Section 4.10    Chief Operating Officer. Subject to the oversight of the Chief Executive Officer and the President, the Chief Operating Officer shall exercise direction and control over the day-to-day operations of the Corporation. The Chief Operating Officer shall have the general powers and duties of management usually vested in the office of the chief operating officer of a corporation and such other powers and duties as from time to time may be assigned to the Chief Operating Officer by the Board of Directors or the Chief Executive Officer.
Section 4.11    Vice Presidents. The Vice Presidents shall perform the duties and exercise the powers as shall be assigned to such Vice President by the Board of Directors, the Chief Executive Officer or the President. The Vice Presidents shall generally assist the President in such manner as the President shall direct.
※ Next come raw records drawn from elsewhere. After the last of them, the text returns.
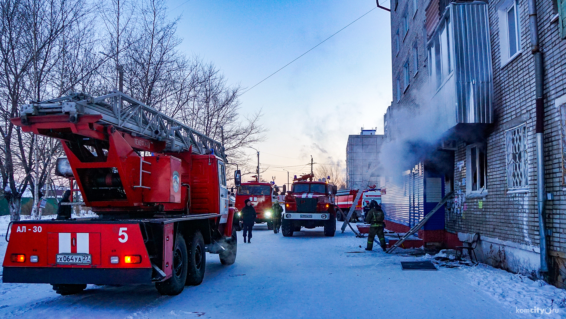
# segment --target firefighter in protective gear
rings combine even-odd
[[[379,239],[379,243],[381,244],[381,249],[385,252],[385,238],[383,235],[383,211],[381,207],[378,205],[375,201],[372,201],[370,203],[370,211],[366,215],[365,222],[370,224],[370,233],[367,235],[367,247],[366,250],[371,250],[374,248],[374,239],[375,235],[378,235]]]
[[[273,217],[272,219],[273,221],[273,233],[277,233],[281,226],[281,214],[283,212],[283,207],[279,205],[279,199],[275,199],[272,209],[273,210]]]

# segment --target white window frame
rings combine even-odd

Section 4.12    Secretary. The Secretary shall act as Secretary of all meetings of stockholders and of the Board of Directors at which he or she is present, shall record all the proceedings of all such meetings in a book to be kept for that purpose, shall have supervision over the giving and service of notices of the Corporation, and shall have supervision over the care and custody of the records and seal of the Corporation. The Secretary shall be empowered to affix the corporate seal to documents, the execution of which on behalf of the Corporation under its seal is duly authorized, and when so affixed may attest the same. The Secretary shall have all powers and duties usually incident to the office of Secretary, except as specifically limited by a resolution of the Board of Directors. The Secretary shall have such other powers and perform such other duties as may be assigned to him or her from time to time by the Board of Directors, the Chief Executive Officer or the President.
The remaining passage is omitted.